The suspension was described as highly unusual when it first happened.

Last August, when the North Carolina Department of Motor Vehicles suspended Carvana’s dealers license in Raleigh – the head of the North Carolina Auto Dealer’s Association told CBS 17 it was a big deal.

“In my 25 years in North Carolina, to the best of my knowledge, I’ve never had a new car or truck dealer have his license suspended,” said Association President Bob Glaser.

Here’s what the NCDMV claims Carvana did at its Wake County location to get its dealer’s license suspended.

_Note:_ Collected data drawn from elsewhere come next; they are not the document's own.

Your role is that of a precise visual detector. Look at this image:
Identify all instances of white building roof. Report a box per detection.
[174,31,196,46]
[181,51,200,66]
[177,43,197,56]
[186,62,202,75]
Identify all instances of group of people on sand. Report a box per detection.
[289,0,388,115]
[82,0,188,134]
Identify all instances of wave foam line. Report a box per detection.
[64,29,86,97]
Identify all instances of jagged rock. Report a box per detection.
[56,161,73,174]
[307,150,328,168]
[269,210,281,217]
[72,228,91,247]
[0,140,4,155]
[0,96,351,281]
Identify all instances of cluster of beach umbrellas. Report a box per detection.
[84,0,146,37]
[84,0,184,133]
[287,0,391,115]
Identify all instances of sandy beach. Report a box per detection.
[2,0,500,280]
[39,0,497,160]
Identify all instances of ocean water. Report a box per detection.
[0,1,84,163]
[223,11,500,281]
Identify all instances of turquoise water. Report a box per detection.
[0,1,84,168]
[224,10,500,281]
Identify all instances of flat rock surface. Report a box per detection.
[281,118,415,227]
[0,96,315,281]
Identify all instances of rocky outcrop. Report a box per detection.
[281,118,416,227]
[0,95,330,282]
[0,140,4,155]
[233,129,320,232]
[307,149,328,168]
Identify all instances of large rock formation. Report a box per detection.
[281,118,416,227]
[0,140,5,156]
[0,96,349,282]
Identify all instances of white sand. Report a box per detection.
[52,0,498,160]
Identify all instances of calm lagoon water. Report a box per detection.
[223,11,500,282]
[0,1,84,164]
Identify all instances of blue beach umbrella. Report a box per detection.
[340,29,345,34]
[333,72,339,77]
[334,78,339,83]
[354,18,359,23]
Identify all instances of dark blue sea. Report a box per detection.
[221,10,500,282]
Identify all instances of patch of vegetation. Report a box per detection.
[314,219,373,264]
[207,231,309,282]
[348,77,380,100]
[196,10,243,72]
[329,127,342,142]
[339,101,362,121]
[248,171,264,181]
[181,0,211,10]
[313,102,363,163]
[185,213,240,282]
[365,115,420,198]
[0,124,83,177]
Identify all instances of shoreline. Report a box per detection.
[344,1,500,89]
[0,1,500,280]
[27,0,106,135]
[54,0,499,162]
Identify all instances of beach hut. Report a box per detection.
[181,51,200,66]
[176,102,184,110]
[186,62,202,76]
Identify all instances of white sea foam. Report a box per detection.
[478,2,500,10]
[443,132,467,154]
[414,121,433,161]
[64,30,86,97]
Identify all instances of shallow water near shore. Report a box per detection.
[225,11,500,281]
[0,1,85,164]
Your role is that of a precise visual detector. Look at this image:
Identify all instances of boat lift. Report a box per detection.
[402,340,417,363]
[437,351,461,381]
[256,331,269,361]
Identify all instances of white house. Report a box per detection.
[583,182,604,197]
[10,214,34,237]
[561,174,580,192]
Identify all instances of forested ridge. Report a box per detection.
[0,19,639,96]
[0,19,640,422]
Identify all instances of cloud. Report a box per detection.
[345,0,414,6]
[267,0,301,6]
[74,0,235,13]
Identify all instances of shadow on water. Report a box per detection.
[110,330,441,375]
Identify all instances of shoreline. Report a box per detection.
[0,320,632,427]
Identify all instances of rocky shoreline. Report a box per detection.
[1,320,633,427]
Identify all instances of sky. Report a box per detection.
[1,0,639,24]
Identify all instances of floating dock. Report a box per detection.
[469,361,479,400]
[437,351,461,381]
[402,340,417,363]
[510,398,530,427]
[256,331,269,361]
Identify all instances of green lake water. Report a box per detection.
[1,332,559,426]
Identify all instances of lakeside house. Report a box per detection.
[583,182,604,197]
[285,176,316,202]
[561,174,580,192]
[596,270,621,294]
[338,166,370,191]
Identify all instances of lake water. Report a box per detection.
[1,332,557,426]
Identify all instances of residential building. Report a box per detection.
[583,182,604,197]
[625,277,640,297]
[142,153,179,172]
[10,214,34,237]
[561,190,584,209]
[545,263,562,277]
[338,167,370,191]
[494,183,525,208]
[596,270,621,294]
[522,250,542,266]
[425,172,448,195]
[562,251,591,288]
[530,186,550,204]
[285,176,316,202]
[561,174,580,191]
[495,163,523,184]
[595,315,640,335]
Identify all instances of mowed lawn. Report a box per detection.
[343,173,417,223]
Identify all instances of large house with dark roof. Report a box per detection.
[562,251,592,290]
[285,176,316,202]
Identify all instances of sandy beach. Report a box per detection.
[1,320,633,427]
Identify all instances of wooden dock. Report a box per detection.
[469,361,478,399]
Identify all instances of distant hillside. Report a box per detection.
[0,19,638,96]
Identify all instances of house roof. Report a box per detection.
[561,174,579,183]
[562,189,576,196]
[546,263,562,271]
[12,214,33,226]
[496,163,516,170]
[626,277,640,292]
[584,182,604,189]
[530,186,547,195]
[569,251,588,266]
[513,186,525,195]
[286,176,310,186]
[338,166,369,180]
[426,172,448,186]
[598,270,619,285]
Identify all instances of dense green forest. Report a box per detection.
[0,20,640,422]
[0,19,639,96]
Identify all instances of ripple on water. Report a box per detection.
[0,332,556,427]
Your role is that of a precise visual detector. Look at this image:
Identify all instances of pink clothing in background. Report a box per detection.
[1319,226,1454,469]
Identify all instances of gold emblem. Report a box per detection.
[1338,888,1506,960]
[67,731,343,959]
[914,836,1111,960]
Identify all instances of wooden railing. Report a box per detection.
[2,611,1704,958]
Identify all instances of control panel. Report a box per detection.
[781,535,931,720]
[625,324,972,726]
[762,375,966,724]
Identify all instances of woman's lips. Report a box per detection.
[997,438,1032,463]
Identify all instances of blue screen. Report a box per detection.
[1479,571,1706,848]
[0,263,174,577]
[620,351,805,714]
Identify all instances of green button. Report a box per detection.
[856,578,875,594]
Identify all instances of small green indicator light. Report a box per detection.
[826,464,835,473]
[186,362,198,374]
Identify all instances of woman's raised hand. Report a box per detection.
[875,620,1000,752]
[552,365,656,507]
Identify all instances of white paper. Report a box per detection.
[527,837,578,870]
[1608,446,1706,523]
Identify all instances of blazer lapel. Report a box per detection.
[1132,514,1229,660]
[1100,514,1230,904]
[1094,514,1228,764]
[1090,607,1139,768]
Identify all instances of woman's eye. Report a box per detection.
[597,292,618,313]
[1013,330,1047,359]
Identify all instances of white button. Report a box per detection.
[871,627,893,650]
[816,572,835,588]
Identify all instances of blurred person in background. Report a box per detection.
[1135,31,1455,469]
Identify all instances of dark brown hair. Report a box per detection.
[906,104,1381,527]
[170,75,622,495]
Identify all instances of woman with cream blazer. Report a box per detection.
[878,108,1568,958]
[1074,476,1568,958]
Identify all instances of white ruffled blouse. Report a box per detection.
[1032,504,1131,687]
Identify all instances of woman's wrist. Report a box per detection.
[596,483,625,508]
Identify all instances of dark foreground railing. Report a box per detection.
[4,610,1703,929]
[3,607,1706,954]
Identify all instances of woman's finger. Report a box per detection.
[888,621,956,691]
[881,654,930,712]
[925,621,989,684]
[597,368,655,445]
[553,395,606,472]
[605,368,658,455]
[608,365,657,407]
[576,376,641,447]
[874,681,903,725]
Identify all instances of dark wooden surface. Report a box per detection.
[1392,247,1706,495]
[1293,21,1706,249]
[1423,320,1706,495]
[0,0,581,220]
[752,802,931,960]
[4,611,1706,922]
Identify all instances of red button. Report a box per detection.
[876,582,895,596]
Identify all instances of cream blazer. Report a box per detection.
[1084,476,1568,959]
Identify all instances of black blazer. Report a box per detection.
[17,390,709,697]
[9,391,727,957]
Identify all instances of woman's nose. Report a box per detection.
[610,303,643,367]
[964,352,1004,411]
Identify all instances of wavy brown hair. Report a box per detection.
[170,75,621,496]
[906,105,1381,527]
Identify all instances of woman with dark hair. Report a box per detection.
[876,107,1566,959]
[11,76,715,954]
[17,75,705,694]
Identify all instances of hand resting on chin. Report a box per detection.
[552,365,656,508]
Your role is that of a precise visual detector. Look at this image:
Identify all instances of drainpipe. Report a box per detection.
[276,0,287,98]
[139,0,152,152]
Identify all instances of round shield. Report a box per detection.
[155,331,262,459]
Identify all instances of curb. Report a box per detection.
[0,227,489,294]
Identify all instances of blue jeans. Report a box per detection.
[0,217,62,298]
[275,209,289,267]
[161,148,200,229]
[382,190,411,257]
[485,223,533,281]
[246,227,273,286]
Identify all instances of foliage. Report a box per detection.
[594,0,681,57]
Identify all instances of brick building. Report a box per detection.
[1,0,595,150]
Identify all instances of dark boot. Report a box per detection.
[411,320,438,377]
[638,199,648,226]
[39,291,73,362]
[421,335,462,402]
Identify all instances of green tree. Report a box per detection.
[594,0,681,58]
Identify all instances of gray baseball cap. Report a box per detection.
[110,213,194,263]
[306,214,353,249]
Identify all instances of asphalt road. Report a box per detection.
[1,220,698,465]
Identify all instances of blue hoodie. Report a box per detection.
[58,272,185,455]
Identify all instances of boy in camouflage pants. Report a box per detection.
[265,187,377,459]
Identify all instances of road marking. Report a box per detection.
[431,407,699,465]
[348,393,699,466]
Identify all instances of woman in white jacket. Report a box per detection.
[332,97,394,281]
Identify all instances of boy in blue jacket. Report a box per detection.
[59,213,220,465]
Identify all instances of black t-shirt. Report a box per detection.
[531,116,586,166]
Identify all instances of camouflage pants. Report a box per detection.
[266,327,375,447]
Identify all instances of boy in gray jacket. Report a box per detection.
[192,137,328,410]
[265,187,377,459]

  • Failed to deliver titles to the DMV
  • Sold a vehicle without a state inspection
  • Issued out-of-state temporary tags/plates for a vehicle sold to a person in North Carolina

The NCDMV told CBS 17 it has reissued a dealer’s license to Carvana for its Raleigh location saying the company is free to operate in Wake County without restrictions.

Consumer Investigator Steve Sbraccia reached out to Carvana, sending the company an email asking among other things, what safeguards are now in place to prevent a recurrence of the situation with the NCDMV.

The firm did not reply as of February 3.

In addition to Raleigh, the company has dealer’s licenses in three other North Carolina locations including one in Charlotte.

Previously, CBS 17 reported NCDMV records it obtained showed Carvana’s dealer’s license in Charlotte was under probation.

The NCDMV told CBS 17 that probation remains in effect until Nov. 17.

When a dealer is placed on probation, it can still operate in North Carolina under regulations outlined in the License and Theft Bureau’s Motor Vehicle Dealer Regulation Manual.

​According to Automotive News, Carvana has about 8 percent of the used car market.

While it was under suspension in Wake County, it agreed not to promote its Raleigh location for car sales.